Quanto ha inciso l’allenatore nella crescita della squadra?
"Moltissimo. Mister Gallo ha saputo dare grande equilibrio, certezze e sicurezza. Non l’ho mai sentito esaltarsi in modo eccessivo nelle interviste, pur avendo un percorso che lo avrebbe ampiamente giustificato. È un allenatore capace sia in campo che nella comunicazione, con un equilibrio e una forza importanti".

Qual è stata la mentalità durante la stagione?
"Di chi non molla mai. Una squadra che ha sempre creduto nella vittoria, anche quando le partite sembravano compromesse. Hanno raddoppiato concentrazione e determinazione rispetto al passato, e questo li ha portati a essere praticamente imprendibili".

Passando invece al Girone B...
"Nel Girone B vedo un equilibrio importante, ma nelle ultime partite il Ravenna ha concesso qualche battuta d’arresto (ci può stare, è una realtà giovane che sta costruendo). Ascoli e Arezzo invece sono due piazze molto attrezzate: l’Ascoli viene da una retrocessione ma ha un’ossatura importante, l’Arezzo sono due anni che costruisce con l’obiettivo Serie B. Credo che la lotta per la promozione diretta sia ormai a due tra Arezzo e Ascoli. Il match point decisivo dovrebbe arrivare intorno al 30 marzo: o l’Arezzo chiuderà in casa, oppure si continuerà a battagliare tra queste due. Questa è la mia previsione".
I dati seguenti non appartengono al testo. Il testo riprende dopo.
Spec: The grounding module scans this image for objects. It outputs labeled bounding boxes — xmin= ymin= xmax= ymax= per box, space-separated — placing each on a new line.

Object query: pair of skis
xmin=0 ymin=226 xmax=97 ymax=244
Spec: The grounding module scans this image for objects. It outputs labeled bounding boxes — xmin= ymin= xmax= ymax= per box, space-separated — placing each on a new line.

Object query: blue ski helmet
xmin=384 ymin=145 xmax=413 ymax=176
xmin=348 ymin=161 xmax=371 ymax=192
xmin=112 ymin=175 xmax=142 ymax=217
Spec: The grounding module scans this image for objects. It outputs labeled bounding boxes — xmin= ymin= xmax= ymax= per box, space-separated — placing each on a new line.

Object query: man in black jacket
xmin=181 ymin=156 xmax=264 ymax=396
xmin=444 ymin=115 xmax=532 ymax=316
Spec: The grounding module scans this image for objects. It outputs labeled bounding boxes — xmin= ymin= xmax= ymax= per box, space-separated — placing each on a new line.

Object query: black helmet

Mentre il tuo momento da allenatore?
"Al momento sono in attesa di una chiamata per la prossima stagione. Quest’anno è stato per me un anno di attesa: dopo una stagione molto positiva (vittoria del campionato con il Frosinone e Supercoppa di categoria), pensavo di rimanere fermo e invece ho ricevuto qualche proposta che non ho ritenuto opportuna. Non ho allenato in campo, ma non mi sono fermato con la testa: ho seguito partite e allenamenti, mi sono aggiornato, ho fatto corsi di aggiornamento. Sono pronto per tornare in pista quando arriverà la chiamata giusta".